The model's 4K display (named for the number of pixels in the monitor) is meant to provide a better viewing experience with more vibrant colors. A keyboard and trackpad upgrade allows users to charge batteries faster and use "Force Touch" to unlock different commands, respectively.
The 21.5-inch 4K iMac is available Tuesday and retails starting at $1,499.
Here's a look at the first images of the 4K screen and the features stacked into the new iMac.
4K and more RAM: Leading the charge is the iMac's 4K screen, but that's far from the only upgrade coming. "The RAM has improved from 8GB of 1600MHz LPDDR3 to 8GB of 1867GHz LPDDR3, upgradeable to 16GB," the Verge reports. This should make the iMac experience much faster, along with improved graphics.

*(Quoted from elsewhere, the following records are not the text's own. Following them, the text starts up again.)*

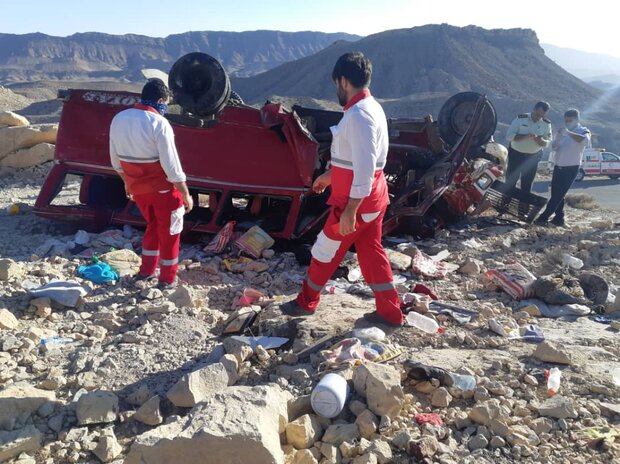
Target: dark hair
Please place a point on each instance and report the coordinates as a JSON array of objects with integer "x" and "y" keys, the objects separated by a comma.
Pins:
[
  {"x": 355, "y": 67},
  {"x": 572, "y": 113},
  {"x": 155, "y": 89},
  {"x": 542, "y": 105}
]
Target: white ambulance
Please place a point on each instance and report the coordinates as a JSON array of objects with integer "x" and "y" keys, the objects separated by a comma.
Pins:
[{"x": 596, "y": 162}]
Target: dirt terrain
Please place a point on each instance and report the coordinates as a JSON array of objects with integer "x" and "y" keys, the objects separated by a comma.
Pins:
[{"x": 131, "y": 345}]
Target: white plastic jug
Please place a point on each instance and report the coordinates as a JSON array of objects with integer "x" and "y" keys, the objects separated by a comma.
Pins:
[{"x": 329, "y": 396}]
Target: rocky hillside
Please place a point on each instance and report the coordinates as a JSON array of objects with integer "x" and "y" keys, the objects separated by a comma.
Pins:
[
  {"x": 432, "y": 60},
  {"x": 417, "y": 69},
  {"x": 92, "y": 55}
]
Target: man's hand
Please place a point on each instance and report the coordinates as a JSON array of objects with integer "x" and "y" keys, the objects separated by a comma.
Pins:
[
  {"x": 127, "y": 194},
  {"x": 322, "y": 182},
  {"x": 188, "y": 202},
  {"x": 347, "y": 222}
]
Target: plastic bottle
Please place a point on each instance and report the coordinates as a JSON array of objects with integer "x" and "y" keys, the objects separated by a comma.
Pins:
[
  {"x": 354, "y": 274},
  {"x": 553, "y": 380},
  {"x": 615, "y": 376},
  {"x": 55, "y": 341},
  {"x": 571, "y": 261},
  {"x": 370, "y": 333},
  {"x": 463, "y": 382},
  {"x": 425, "y": 324},
  {"x": 329, "y": 396},
  {"x": 13, "y": 209}
]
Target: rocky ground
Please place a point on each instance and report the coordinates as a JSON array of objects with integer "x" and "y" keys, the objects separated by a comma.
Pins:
[{"x": 146, "y": 376}]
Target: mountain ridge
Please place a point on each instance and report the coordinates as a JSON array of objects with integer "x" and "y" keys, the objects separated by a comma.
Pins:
[{"x": 96, "y": 55}]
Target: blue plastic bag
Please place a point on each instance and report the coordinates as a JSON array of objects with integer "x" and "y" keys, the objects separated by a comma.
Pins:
[{"x": 98, "y": 272}]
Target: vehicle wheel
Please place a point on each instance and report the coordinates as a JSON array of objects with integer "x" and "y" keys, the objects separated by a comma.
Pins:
[
  {"x": 199, "y": 84},
  {"x": 455, "y": 116},
  {"x": 580, "y": 175}
]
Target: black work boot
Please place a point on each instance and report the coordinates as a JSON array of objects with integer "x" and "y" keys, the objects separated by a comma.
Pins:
[
  {"x": 292, "y": 309},
  {"x": 541, "y": 221},
  {"x": 558, "y": 222}
]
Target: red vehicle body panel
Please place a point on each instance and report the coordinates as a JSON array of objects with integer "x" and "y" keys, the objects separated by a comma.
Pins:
[{"x": 266, "y": 156}]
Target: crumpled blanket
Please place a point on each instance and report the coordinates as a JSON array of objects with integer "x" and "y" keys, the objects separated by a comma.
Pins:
[{"x": 62, "y": 292}]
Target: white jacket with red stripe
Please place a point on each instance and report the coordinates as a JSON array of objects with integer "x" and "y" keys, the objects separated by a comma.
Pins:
[
  {"x": 142, "y": 148},
  {"x": 358, "y": 155}
]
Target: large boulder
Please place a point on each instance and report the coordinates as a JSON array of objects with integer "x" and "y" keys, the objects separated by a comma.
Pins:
[
  {"x": 199, "y": 385},
  {"x": 29, "y": 157},
  {"x": 19, "y": 401},
  {"x": 239, "y": 424},
  {"x": 551, "y": 353},
  {"x": 380, "y": 385},
  {"x": 97, "y": 407},
  {"x": 26, "y": 440},
  {"x": 304, "y": 431},
  {"x": 16, "y": 138},
  {"x": 8, "y": 319},
  {"x": 8, "y": 118}
]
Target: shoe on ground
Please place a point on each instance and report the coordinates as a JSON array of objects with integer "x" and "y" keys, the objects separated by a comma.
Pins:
[
  {"x": 541, "y": 222},
  {"x": 292, "y": 309},
  {"x": 143, "y": 277},
  {"x": 168, "y": 285},
  {"x": 561, "y": 223},
  {"x": 374, "y": 318},
  {"x": 419, "y": 371}
]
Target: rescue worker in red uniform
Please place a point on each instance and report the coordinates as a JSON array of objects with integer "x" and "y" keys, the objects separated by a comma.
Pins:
[
  {"x": 359, "y": 197},
  {"x": 143, "y": 152}
]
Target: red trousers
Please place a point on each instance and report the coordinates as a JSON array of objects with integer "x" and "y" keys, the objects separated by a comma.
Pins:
[
  {"x": 329, "y": 251},
  {"x": 163, "y": 213}
]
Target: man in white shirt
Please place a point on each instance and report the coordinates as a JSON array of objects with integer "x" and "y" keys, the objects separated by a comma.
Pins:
[
  {"x": 359, "y": 197},
  {"x": 569, "y": 146},
  {"x": 528, "y": 134},
  {"x": 143, "y": 152}
]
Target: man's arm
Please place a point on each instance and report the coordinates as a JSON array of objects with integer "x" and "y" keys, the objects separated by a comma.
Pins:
[
  {"x": 578, "y": 137},
  {"x": 116, "y": 164},
  {"x": 511, "y": 134},
  {"x": 544, "y": 140},
  {"x": 170, "y": 163},
  {"x": 361, "y": 137}
]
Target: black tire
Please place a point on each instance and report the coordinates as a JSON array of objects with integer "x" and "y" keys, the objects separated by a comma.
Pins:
[
  {"x": 235, "y": 98},
  {"x": 455, "y": 116},
  {"x": 199, "y": 84},
  {"x": 580, "y": 175}
]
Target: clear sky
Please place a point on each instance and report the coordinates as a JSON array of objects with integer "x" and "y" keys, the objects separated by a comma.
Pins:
[{"x": 586, "y": 25}]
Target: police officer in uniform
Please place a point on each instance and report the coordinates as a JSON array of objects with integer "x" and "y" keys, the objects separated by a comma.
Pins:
[{"x": 528, "y": 135}]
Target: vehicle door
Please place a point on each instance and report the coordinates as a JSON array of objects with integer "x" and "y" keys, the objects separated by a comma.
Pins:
[
  {"x": 592, "y": 162},
  {"x": 610, "y": 163}
]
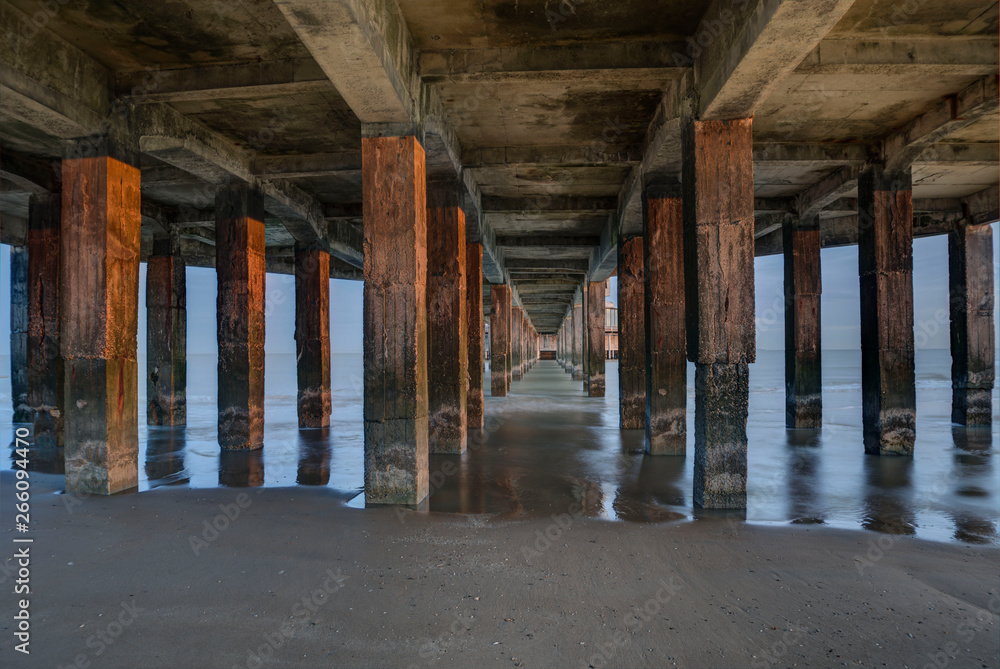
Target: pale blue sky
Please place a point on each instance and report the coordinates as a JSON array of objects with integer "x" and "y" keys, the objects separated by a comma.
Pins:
[{"x": 841, "y": 314}]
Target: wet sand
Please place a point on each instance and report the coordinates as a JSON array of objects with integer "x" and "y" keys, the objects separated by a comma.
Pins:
[{"x": 117, "y": 583}]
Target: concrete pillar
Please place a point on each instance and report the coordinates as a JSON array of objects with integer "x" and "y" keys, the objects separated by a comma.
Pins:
[
  {"x": 45, "y": 364},
  {"x": 885, "y": 261},
  {"x": 595, "y": 339},
  {"x": 631, "y": 335},
  {"x": 166, "y": 337},
  {"x": 665, "y": 418},
  {"x": 719, "y": 280},
  {"x": 239, "y": 267},
  {"x": 447, "y": 314},
  {"x": 19, "y": 334},
  {"x": 98, "y": 311},
  {"x": 577, "y": 341},
  {"x": 474, "y": 300},
  {"x": 803, "y": 294},
  {"x": 395, "y": 329},
  {"x": 312, "y": 336},
  {"x": 970, "y": 265},
  {"x": 500, "y": 375},
  {"x": 515, "y": 343}
]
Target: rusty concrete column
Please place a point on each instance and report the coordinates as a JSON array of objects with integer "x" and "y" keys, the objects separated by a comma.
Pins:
[
  {"x": 803, "y": 294},
  {"x": 98, "y": 313},
  {"x": 595, "y": 338},
  {"x": 239, "y": 267},
  {"x": 166, "y": 337},
  {"x": 312, "y": 336},
  {"x": 719, "y": 279},
  {"x": 516, "y": 340},
  {"x": 885, "y": 261},
  {"x": 474, "y": 299},
  {"x": 577, "y": 341},
  {"x": 45, "y": 364},
  {"x": 395, "y": 314},
  {"x": 970, "y": 266},
  {"x": 500, "y": 313},
  {"x": 19, "y": 334},
  {"x": 631, "y": 335},
  {"x": 665, "y": 334},
  {"x": 447, "y": 319}
]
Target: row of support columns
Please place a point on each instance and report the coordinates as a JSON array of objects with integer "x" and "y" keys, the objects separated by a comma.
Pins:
[{"x": 686, "y": 286}]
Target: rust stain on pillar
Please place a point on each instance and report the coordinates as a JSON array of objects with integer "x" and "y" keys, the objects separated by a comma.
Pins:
[
  {"x": 665, "y": 379},
  {"x": 45, "y": 364},
  {"x": 395, "y": 315},
  {"x": 516, "y": 333},
  {"x": 577, "y": 342},
  {"x": 719, "y": 279},
  {"x": 595, "y": 339},
  {"x": 885, "y": 261},
  {"x": 312, "y": 336},
  {"x": 476, "y": 352},
  {"x": 239, "y": 266},
  {"x": 631, "y": 334},
  {"x": 447, "y": 314},
  {"x": 99, "y": 259},
  {"x": 803, "y": 297},
  {"x": 166, "y": 339},
  {"x": 973, "y": 340},
  {"x": 500, "y": 329}
]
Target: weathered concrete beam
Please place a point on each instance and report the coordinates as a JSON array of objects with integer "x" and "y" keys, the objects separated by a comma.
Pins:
[
  {"x": 564, "y": 156},
  {"x": 752, "y": 48},
  {"x": 796, "y": 154},
  {"x": 951, "y": 56},
  {"x": 99, "y": 269},
  {"x": 240, "y": 270},
  {"x": 500, "y": 335},
  {"x": 68, "y": 101},
  {"x": 615, "y": 61},
  {"x": 825, "y": 191},
  {"x": 312, "y": 336},
  {"x": 970, "y": 287},
  {"x": 346, "y": 164},
  {"x": 885, "y": 262},
  {"x": 219, "y": 82},
  {"x": 44, "y": 361},
  {"x": 395, "y": 315},
  {"x": 371, "y": 35},
  {"x": 546, "y": 241},
  {"x": 901, "y": 148}
]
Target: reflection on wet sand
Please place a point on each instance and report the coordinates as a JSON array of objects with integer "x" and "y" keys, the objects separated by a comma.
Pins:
[
  {"x": 803, "y": 457},
  {"x": 973, "y": 475},
  {"x": 241, "y": 469},
  {"x": 314, "y": 457},
  {"x": 165, "y": 456},
  {"x": 889, "y": 495}
]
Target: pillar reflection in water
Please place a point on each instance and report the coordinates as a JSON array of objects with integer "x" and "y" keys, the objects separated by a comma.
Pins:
[
  {"x": 314, "y": 457},
  {"x": 165, "y": 448},
  {"x": 805, "y": 505},
  {"x": 44, "y": 459},
  {"x": 889, "y": 504},
  {"x": 974, "y": 476},
  {"x": 241, "y": 469}
]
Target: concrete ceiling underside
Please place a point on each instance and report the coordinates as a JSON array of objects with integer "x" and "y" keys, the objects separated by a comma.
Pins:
[{"x": 551, "y": 116}]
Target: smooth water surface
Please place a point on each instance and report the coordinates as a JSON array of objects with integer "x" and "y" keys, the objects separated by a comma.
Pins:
[{"x": 547, "y": 448}]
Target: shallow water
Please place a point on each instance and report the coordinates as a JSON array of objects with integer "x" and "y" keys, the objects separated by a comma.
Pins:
[{"x": 549, "y": 449}]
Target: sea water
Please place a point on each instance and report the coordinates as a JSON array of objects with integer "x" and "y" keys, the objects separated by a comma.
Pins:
[{"x": 549, "y": 449}]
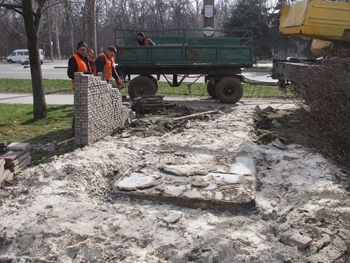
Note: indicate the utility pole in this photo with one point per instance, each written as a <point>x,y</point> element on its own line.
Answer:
<point>208,12</point>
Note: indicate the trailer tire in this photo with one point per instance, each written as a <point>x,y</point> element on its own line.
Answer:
<point>229,90</point>
<point>211,90</point>
<point>154,80</point>
<point>141,86</point>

Here's a look at the screen quality, from Apple's website:
Upgraded keyboard and trackpad: Apple's keyboard gets an upgrade as well. In older models, the batteries in the keyboard had to be removed and replaced at the end of a charge, but with Apple's new and improved redesign, the batteries never come out. Now users can plug in the lightning connecter to the keyboard and receive a full charge in two hours, according to Apple's press release.
The Apple Magic Trackpad is also getting a redesign. The company's website has boasted that the Magic Trackpad 2 has a larger surface area and the ability to use Force Touch. The feature will allow a user to unlock different actions and options based on the force their finger exerts. Of course, Force Touch and the larger surface area come at a cost for consumers: a $129 price tag, nearly double previous versions.
These accessories will come standard on the 4K iMac models.
What this means for Apple: The new 4K iMac's could give a boost to what has been slower sales for Apple in recent months. CNET reports that Apple's sales numbers on Macs (both MacBooks and iMacs) are its lowest in two years. While the report also states that Apple is outperforming its competition, it's still the industry belief that desktop and laptop sales are increasingly harder to come by, given more widespread access to smartphones and tablets.